Deer hunters in Wisconsin harvested 17.6% fewer deer during the state's all-important firearms season, adding to a downward trend experienced by neighbors in Minnesota.

The Wisconsin Department of Natural Resources announced the results Tuesday, saying the worst hunting was in the northern forest zone, especially in counties closer to Duluth than to Green Bay. Wisconsin DNR deer program specialist Jeff Pritzl said northwest Wisconsin is where the heaviest snow fell last winter, hurting the deer population.

During the Badger State's nine-day firearms season, which ended Sunday, hunters took 173,942 whitetails, the DNR said. The antlerless harvest was down 20% statewide while the buck harvest was down 14.7%, according to DNR numbers.

Year to date, including archery hunting that began two months ago, Wisconsin hunters have harvested 266,000 deer vs. 145,814 taken in Minnesota. In both states, the primary nine-day firearms season dominates the annual deer harvest. Both states allow additional opportunities through the end of December, but those impacts are marginal on overall results.

Statewide in Minnesota, the cumulative deer harvest this fall was down 7.45% from a year ago once the main firearms season ended Nov. 19. In northeastern Minnesota, where state wildlife officials say deer numbers are very low, the whitetail harvest this year plummeted 35% below the five-year mean.

Dan Storm, a Wisconsin DNR deer research scientist, said hunters across the state experienced largely comfortable conditions during the firearms hunt. Of course, that doesn't equate to weather that's necessarily good for deer movement during shooting hours, he said.

As in Minnesota, Wisconsin continues to lose hunters. But Storm said overall Wisconsin deer license sales in 2023 are down less than 1% from a year ago. As of Monday, Wisconsin DNR had sold 788,697 deer licenses.
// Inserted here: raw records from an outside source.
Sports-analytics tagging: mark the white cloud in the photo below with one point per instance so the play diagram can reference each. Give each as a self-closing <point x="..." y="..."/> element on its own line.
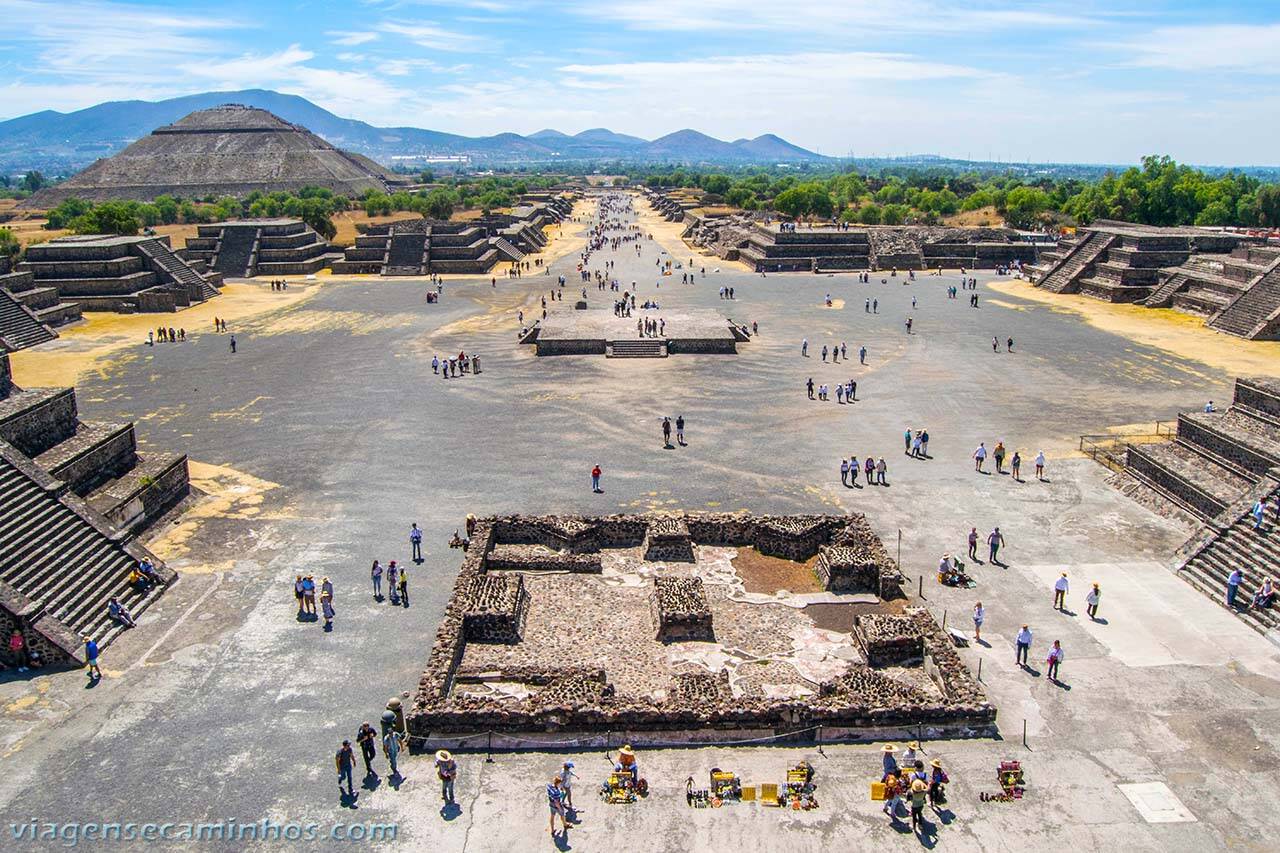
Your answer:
<point x="429" y="35"/>
<point x="351" y="39"/>
<point x="853" y="18"/>
<point x="1253" y="49"/>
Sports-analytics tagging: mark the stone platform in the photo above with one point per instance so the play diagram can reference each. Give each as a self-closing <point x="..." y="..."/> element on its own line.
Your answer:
<point x="597" y="331"/>
<point x="673" y="649"/>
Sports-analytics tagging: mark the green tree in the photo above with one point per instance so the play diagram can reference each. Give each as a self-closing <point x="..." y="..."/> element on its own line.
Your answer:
<point x="1024" y="205"/>
<point x="33" y="181"/>
<point x="9" y="245"/>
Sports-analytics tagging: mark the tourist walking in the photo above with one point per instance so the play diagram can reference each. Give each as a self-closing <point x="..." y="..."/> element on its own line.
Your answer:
<point x="556" y="803"/>
<point x="1023" y="646"/>
<point x="309" y="596"/>
<point x="344" y="761"/>
<point x="447" y="770"/>
<point x="937" y="779"/>
<point x="919" y="788"/>
<point x="1060" y="588"/>
<point x="1054" y="660"/>
<point x="415" y="538"/>
<point x="567" y="776"/>
<point x="91" y="667"/>
<point x="1233" y="585"/>
<point x="995" y="542"/>
<point x="392" y="744"/>
<point x="366" y="737"/>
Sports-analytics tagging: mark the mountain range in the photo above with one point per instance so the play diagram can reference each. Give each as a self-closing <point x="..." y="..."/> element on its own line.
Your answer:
<point x="63" y="142"/>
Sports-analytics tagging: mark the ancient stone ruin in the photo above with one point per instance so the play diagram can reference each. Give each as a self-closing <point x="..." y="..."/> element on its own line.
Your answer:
<point x="686" y="655"/>
<point x="1229" y="279"/>
<point x="127" y="274"/>
<point x="228" y="150"/>
<point x="73" y="497"/>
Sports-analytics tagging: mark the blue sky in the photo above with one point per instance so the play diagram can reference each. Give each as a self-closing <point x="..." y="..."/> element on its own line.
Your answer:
<point x="1082" y="81"/>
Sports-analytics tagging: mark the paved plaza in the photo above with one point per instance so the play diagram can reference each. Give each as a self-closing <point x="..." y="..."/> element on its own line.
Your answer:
<point x="327" y="434"/>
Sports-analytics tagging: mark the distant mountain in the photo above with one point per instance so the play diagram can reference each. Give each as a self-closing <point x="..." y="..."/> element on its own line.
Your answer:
<point x="65" y="142"/>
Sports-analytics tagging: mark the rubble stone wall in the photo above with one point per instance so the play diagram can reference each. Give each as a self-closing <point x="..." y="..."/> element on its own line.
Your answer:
<point x="584" y="702"/>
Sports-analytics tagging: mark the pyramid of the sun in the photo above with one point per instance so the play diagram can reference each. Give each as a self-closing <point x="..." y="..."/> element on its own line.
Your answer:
<point x="229" y="150"/>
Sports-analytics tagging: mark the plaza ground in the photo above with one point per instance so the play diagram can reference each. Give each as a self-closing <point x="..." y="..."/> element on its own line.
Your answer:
<point x="327" y="434"/>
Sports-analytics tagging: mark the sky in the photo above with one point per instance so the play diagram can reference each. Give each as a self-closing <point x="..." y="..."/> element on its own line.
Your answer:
<point x="1080" y="81"/>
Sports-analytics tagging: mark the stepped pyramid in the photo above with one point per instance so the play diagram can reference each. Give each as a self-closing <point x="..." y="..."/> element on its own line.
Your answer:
<point x="73" y="496"/>
<point x="228" y="150"/>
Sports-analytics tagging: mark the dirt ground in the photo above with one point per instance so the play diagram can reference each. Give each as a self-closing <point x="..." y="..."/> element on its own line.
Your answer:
<point x="1166" y="329"/>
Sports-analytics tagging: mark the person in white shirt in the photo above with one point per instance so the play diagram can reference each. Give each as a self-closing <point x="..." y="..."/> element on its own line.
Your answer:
<point x="1060" y="588"/>
<point x="1054" y="660"/>
<point x="1024" y="644"/>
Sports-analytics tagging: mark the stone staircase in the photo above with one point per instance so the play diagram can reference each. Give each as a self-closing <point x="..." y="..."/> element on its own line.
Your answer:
<point x="636" y="349"/>
<point x="72" y="496"/>
<point x="236" y="251"/>
<point x="406" y="255"/>
<point x="1216" y="469"/>
<point x="1164" y="295"/>
<point x="1256" y="313"/>
<point x="507" y="250"/>
<point x="60" y="562"/>
<point x="19" y="327"/>
<point x="1064" y="277"/>
<point x="178" y="269"/>
<point x="1232" y="543"/>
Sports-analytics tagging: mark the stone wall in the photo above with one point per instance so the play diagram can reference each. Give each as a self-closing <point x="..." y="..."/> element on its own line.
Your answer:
<point x="700" y="707"/>
<point x="680" y="610"/>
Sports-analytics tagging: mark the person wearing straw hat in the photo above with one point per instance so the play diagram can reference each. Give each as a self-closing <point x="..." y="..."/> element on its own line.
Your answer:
<point x="567" y="776"/>
<point x="888" y="762"/>
<point x="937" y="779"/>
<point x="447" y="770"/>
<point x="626" y="762"/>
<point x="918" y="793"/>
<point x="556" y="802"/>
Nonresidents bought 51,000 of those licenses, with one-third of those tags bought by Minnesotans.

According to comparative data in Minnesota, overall deer license sales this fall have been running 3% lower than last year. As of Nov. 20, the Minnesota DNR had sold 405,454 deer licenses for the 2023 season. State wildlife officials say it's become common for participation in deer hunting to fall by a few percentage points each year.